Çocukluğumuzda, gençliğimizde hemen hemen kırk sene öncesine kadar bütün ihtiyacımızı, fazlasını değil ama yetecek kadarını panayırdan alırdık nasıl da mutlu olurduk diye düşündü. Şimdi pazarlarda, dükkânlarda her şey vardı ama o sevinç yoktu. En iyisini alsa da eskisi kadar mutlu olamıyordu kimse. Panayırda satılan eşyalar eski kalitesinde olmasa da belli bir yaşın üstündekiler için panayır alışverişi hâlâ çok önemliydi. Geçen sene ikinci çıkışlarında Şükran, bütün tezgahları dolaşmak istemesine sinirlenip, “belim koptu valla senin peşinde tıngır mıngır, çok oyalanıyorsun canım çıktı, bu son panayır, seneye panayır manayır yok daha” diye söylenmişti duymadığını sanarak. Bazen duymazdan gelmekten başka çare yoktu. Yaşlı biriyle uğraşmanın kolay olmadığını anlıyordu, vaktinde o da anlamamıştı, yaşlılar köşesinde otursun istemişti, oysa Fatma Ninesinin dediği gibi gönül kocamıyordu, insan her yaşta gezmek, eğlenmek istiyordu.
Verandadaki hasır koltuğa oturdu derin derin nefes aldı. Yaşamının tam insana ihtiyaç duyduğu zamanlarında çocuklarından, eşinden dostundan uzak kalmak zordu. “Yine de buna da şükür.” Dedi ellerini açarak. Geçen bayram geliş gidiş yasaklandığından çocukları gelememişlerdi. Kurban bayramında geleceğiz demişlerdi her ikisi de. Kocasından kalan emekli maaşını da gidip çekemiyordu, kartı oğlundaydı zaten.

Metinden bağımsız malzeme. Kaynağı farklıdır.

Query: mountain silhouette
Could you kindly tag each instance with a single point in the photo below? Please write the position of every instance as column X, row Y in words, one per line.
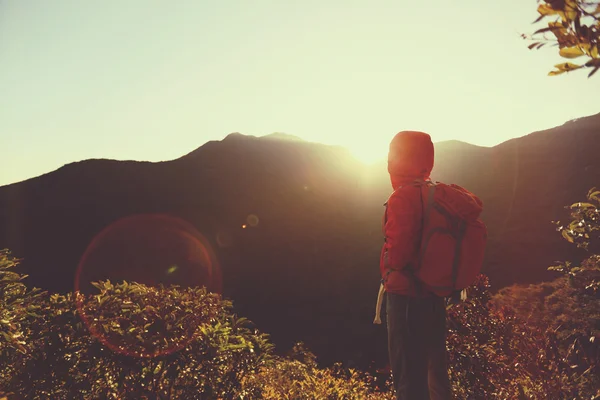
column 289, row 230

Oğlunu aramaya karar verdi, kurban işini de söyleyecekti, oğlu da kızı da kırk yılda bir geliyoruz bizi kurbanla mı uğraştıracaksın diye kızacaklardı biliyordu söyleyecekti yine de. Birkaç kez salonda tur attı sonra telefonu eline aldı, para da isteyecekti.
Salondaki masanın üstünden telefonunu aldı, verandadaki koltuğa oturup kulaklığını düzelti. Dediklerini anlamayınca sinirleniyorlardı. Tam oğlunun numarasını çaldıracaktı ki telefonu çaldı, kızıydı arayan.

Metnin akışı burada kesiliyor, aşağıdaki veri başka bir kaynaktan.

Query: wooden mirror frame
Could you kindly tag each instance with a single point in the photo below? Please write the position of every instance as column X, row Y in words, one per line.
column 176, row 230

“Efendim yavrum ben iyiyim, sen nasılsın, Tolga, Vural nasıl?”
Sustu, nemlenen gözleri uzaklara daldı.
“Çok özledim be yavrum, olsun, sağlık olsun bu bayram da böyle olsun, abin gelir nasıl olsa, siz iyi olun da”

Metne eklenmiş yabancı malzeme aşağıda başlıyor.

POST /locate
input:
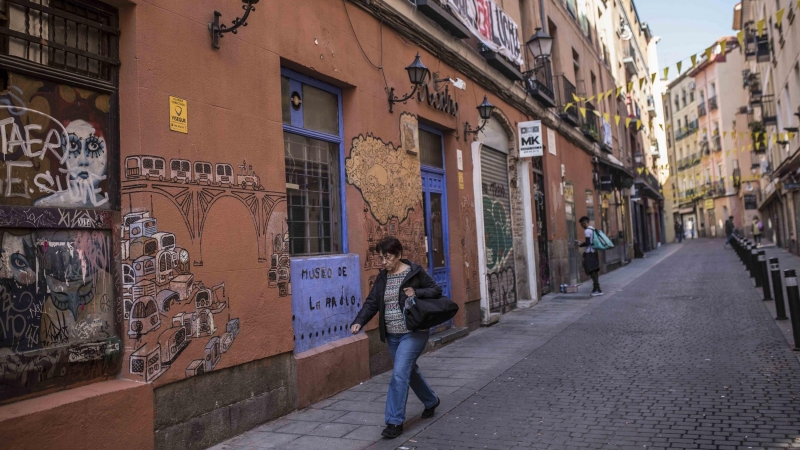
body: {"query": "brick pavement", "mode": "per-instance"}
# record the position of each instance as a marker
(683, 356)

Verandanın sağ ucuna kadar gidip pergolaya asılı beyaz petunyaların solan çiçeklerini temizledi, sonra mor petunyaların, ardından gözyaşlarının akmasına engel olamadan sardunyaların yapraklarını temizlemeye koyuldu.” Nereden çıktı bu salgın? Almanya daha uçak seferlerini başlatmamış, arabayla da gelemezlermiş.” Ben anladım onları tatile gidemeyecekleri için gelmiyorlar zaten en fazla kalacakları üç dört gündü” içini çekti. “Gelmesinler bakalım yarın onlar da yaşlanacak, göz açıp kapayana dek geçiyor zaman bu yaşıma ne zaman geldiğimi anlamadım bile. Her şeye hasret kaldık evlere tıktılar bizi, yakında konuşmayı unutacağım neyse ki Nesife Hanımcığım var duvardan da olsa nasılsın diye halimi soran.” İki gündür onu da görememişti. Öğle yemeği saati geçmişti çoktan, canı bir şey yemek istemiyordu, zaten Şükran’ı bıraktığından beri doğru dürüst yemek yaptığı da yoktu ya. Lavaboda yüzünü yıkadıktan sonra buzdolabından bakkal çırağının getirdiği yoğurdu çıkarttı, birkaç kaşık küçük porselen kaseye koydu. Yoğurdu geri koyarken gözü kayısıları ilişti, suyun altında ovalaya ovalaya güzelce yıkayıp kuruladı, çekmeceden bir kaşık alıp hepsini küçük tepsiye koydu tekrar verandaya çıktı.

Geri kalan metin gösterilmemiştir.